The International Federation of Sport Climbing, which oversees the event, said it was in contact with Rekabi and Iranian officials, but declined to elaborate on the calls when contacted by The Associated Press. The federation also declined to discuss Recabi’s claims about the rush to play.

A small group of protesters demonstrated in front of the Iranian embassy in Seoul on Wednesday, with some women cutting their hair, like other demonstrators around the world after Amini’s death.

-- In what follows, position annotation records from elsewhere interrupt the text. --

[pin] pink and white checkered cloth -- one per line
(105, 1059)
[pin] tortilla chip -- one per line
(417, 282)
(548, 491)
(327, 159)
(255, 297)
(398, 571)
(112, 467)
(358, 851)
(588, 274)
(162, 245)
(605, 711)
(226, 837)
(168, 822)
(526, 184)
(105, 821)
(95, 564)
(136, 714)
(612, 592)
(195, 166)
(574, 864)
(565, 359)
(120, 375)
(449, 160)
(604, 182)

Human rights groups have estimated more than 200 people have been killed so far in the weeks-long protests and the violent security forces crackdown that followed. Iran has not provided a death toll for weeks. Demonstrations have taken place in more than 100 cities, according to Iranian human rights activists. Thousands are believed to have been arrested.

However, gathering information on the demonstrations remains difficult. The Iranian government has cut off internet access for several weeks. Meanwhile, authorities have detained at least 40 journalists, according to the Committee to Protect Journalists.

Iranian officials, including Supreme Leader Ayatollah Ali Khamenei, have repeatedly claimed that the country’s foreign enemies are behind the ongoing demonstrations, not the Iranians’ response to Amini’s death and the country’s death. Other dilemmas are outraged.

Iranians have seen their life savings evaporate; the country’s currency, the rial, has plummeted and Tehran’s nuclear deal with world powers has fallen apart.


Associated Press writer Ahn Young-joon in Seoul, South Korea contributed to this report.